Praveenasarma Baskarakurukkal

student

A final-year Computer Science and Engineering undergraduate at the University of  Moratuwa with a strong interest in backend development and a growing passion for Machine  Learning and Artificial Intelligence. As part of our final year Research and Development  Project, our team is working on Semantic Similarity and Uncertainty Quantification (UQ),  aiming to develop a model that not only compares the meaning of two texts but also  estimates the confidence of the model’s predictions.  

I am currently exploring the use of a knowledge graph-based approach to capture semantic  relationships and estimate uncertainty in textual data. This direction is under investigation as  a potential enhancement to traditional transformer-based similarity models. We aim to  explore the development of interpretable and trustworthy AI systems, with potential  applications in domains such as legal text analysis and intelligent search.  

"Not just what the model thinks but how sure it is"

Brief Description of Project

This project focuses on developing a semantic similarity model capable of computing relationships between textual inputs while also estimating the confidence of its predictions. Traditional models typically output a similarity score without providing insight into how confident they are in those predictions—an important limitation for high-stakes or mission-critical applications.

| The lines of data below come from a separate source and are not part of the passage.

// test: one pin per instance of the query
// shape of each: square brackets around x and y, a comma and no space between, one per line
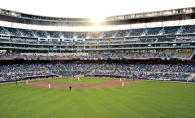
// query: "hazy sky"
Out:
[91,8]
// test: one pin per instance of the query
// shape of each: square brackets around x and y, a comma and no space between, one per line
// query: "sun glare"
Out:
[97,19]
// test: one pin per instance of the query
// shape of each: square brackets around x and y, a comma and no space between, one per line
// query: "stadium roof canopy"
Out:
[90,8]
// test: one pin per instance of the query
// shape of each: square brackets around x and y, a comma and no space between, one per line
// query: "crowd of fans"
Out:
[104,42]
[137,70]
[120,33]
[112,55]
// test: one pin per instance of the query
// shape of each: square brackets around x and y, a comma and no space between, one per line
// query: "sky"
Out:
[91,8]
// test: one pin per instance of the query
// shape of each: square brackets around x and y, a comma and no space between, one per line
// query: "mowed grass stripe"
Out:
[145,99]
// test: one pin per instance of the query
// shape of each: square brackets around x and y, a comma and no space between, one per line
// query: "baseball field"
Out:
[147,99]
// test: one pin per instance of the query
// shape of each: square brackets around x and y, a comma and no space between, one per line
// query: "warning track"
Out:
[110,83]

To address this, the project incorporates uncertainty quantification techniques to enhance the reliability and transparency of semantic similarity models. It explores advanced methods such as Monte Carlo Dropout, Bayesian Neural Networks, and information-theoretic metrics to capture and quantify prediction uncertainty.

Models will be evaluated using widely recognized benchmark datasets, including Semantic Textual Similarity (STS) and Quora Question Pairs (QQP).

Objectives

  • Analyze current methods for semantic similarity and uncertainty quantification
  • Identify suitable architectures for combining similarity scoring with confidence estimation
  • Investigate the use of knowledge graph-based techniques for deeper contextual understanding
  • Develop a working prototype that outputs both similarity scores and associated uncertainty
  • Compare the proposed approach against baseline models to assess effectiveness

Impact

This project aims to advance the development of more transparent and trustworthy AI systems for applications where accuracy and confidence are critical, such as legal, healthcare, and decision support systems.